Ia yang Ditolak, ia yang Menderita Bagi Kita
Pernah patah hati karena ditolak? Gimana ya kalau yang ditolak itu Tuhan?
Buat Sobat Cengkir yang pernah ditolak, gimana sih rasanya? Ibarat lagu “Pupus” oleh Dewa 19, mungkin hati kita merasa remuk saat cinta bertepuk sebelah tangan alias tak berbalas. Bagaimana jika posisinya berbalik, kita yang menolak sosok yang sangat mencintai kita dengan sepenuh hati karena kita lebih memilih sosok yang sering berlaku jahat kepada kita?
Hal inilah yang terjadi dalam diri manusia. Dalam kisah penciptaan, kita dapat melihat bagaimana Tuhan mengasihi manusia, Ia memberikan nafas kehidupan kepada kita, hak untuk menikmati berbagai hal dalam Taman Eden dan juga berkuasa atas ciptaan lainnya. Sangat disayangkan, manusia justru memilih untuk menuruti ular, sang penipu, demi keinginan daging yaitu menjadi sama seperti Tuhan. Manusia mengkhianati kasih Tuhan dan memilih bujuk rayu sang Iblis. Namun Tuhan tetap menunjukkan kasih setia-Nya dengan menyertai Adam dan Hawa beserta keturunan-Nya.

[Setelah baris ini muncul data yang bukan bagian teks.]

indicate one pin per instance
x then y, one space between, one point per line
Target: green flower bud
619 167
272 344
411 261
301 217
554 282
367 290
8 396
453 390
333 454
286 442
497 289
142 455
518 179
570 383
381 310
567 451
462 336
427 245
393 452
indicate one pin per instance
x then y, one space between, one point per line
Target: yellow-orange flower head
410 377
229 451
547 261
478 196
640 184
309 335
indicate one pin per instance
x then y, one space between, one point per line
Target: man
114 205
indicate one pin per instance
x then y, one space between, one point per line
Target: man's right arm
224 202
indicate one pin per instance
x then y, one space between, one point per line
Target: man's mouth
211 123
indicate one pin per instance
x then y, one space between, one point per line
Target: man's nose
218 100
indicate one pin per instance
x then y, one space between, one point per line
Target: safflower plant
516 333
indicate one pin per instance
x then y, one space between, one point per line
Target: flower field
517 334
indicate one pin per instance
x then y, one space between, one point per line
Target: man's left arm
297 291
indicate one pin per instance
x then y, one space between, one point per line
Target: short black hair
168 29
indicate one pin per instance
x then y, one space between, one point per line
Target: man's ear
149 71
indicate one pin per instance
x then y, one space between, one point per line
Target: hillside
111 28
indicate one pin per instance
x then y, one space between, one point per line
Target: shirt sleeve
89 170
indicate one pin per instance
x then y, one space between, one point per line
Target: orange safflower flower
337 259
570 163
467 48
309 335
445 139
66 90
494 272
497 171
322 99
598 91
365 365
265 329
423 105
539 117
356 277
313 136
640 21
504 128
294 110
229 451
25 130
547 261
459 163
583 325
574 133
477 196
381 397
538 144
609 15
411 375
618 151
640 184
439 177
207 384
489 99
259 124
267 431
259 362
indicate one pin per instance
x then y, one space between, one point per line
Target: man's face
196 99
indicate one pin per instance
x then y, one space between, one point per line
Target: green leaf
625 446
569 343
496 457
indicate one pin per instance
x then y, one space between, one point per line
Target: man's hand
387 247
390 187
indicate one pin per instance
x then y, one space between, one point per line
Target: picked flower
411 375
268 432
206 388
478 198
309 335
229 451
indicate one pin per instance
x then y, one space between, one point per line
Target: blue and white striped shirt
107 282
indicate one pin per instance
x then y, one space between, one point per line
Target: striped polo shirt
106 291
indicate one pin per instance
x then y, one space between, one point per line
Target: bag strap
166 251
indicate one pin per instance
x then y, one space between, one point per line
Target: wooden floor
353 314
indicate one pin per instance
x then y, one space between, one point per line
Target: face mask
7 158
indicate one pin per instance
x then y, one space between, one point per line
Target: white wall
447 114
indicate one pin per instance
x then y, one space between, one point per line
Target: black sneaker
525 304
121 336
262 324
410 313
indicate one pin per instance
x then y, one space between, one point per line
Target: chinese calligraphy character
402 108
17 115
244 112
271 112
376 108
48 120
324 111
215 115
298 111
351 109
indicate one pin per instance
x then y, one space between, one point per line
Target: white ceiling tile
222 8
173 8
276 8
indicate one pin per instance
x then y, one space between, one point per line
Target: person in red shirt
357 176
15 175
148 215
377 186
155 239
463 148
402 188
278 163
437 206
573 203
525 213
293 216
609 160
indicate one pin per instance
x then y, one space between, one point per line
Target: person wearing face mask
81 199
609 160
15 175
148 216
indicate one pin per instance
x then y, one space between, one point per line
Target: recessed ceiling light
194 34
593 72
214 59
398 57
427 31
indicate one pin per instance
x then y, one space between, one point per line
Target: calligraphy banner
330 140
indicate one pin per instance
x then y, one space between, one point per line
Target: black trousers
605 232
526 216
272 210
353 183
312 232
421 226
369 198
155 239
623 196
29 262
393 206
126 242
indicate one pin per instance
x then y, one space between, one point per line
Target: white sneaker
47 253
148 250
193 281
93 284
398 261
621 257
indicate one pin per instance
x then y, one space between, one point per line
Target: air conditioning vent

Dalam kehidupan bangsa Israel pun, kita mengenal mereka sebagai bangsa yang tegar tengkuk. Baik dalam perjalanan menuju Tanah Kanaan maupun kehidupan mereka sebagai suatu bangsa, dipenuhi dengan tindakan yang menolak kasih Tuhan. Mulai dari membuat patung lembu emas, menggerutu di kala penderitaan hadir, maupun turut menyembah ilah lain, hingga akhirnya bangsa Israel mendapatkan hal buruk dari perbuatan mereka dan kembali lagi kepada Tuhan.
Dalam kehidupan kita, mungkin secara tidak langsung kita juga pernah menolak Tuhan. Memilih untuk berpegang pada kekayaan dan jabatan yang kita miliki, mengeluh dan melupakan kebesaran Tuhan di kala kita merasakan duka, hidup dalam kebiasaan buruk dan dosa, menjadi bagian dari kita menolak cinta kasih Tuhan. Dan sangat mungkin, kita merasakan dampak buruk karena kita memilih berada di luar kasih Tuhan, kita merasa sendirian, sedih dan hampa.
Pada tahun 1946, setelah Jepang mengalami kekalahan besar pasca Perang Dunia II, seorang teolog bernama Kazoh Kitamori menulis sebuah buku The Theology of The Pain of God. Buku ini menjadi jawaban bagi orang Jepang yang merasakan penderitaan di mana Allah juga turut menderita dalam penderitaan Kristus. Berbeda dengan manusia yang mengalami penderitaan karena kesalahan yang mereka perbuat, penderitaan dan kematian Yesus adalah bentuk penyerahan diri-Nya oleh sebab kasih. Dalam salib, Allah merangkul manusia yang berdosa dan merasakan dampak dari kesalahan-Nya. Allah dalam penderitaan Yesus menjadi Allah yang berbela rasa dalam sebuah kesadaran mengasihi manusia.
Ketika kita ingin mengenal Allah secara sepenuhnya, kita bukan hanya mengenal Allah yang Mahamulia. Kita juga perlu mengenal Allah yang ikut menderita, yang dipermalukan dan yang mati lewat Yesus Kristus. Tentu Allah yang ikut menderita adalah bagian dari sikap Allah yang mengasihi manusia dengan setia walaupun manusia kerap mendukakan dan menolak diri-Nya. Lewat kematian Yesus Kristus dalam Jumat Agung lalu, babak baru dalam hidup manusia pun diperbaharui, yaitu pengampunan dosa manusia.
”Aku akan menaruh hukum-Ku di dalam hati mereka dan menuliskannya dalam akal budi mereka, dan Aku tidak lagi mengingat dosa-dosa dan kesalahan mereka.”
Ibrani 10:16-17
Ketika kita menolak Tuhan, tentu Tuhan berduka, tetapi sejatinya kitalah yang merasakan dampak karena tinggal di luar kasih-Nya. Ketika kita menerima kembali kasih-Nya kita memiliki kehidupan, kita punya pengharapan dengan beriman pada Dia, yang Mahamulia dan Mahakasih lewat penderitaan-Nya.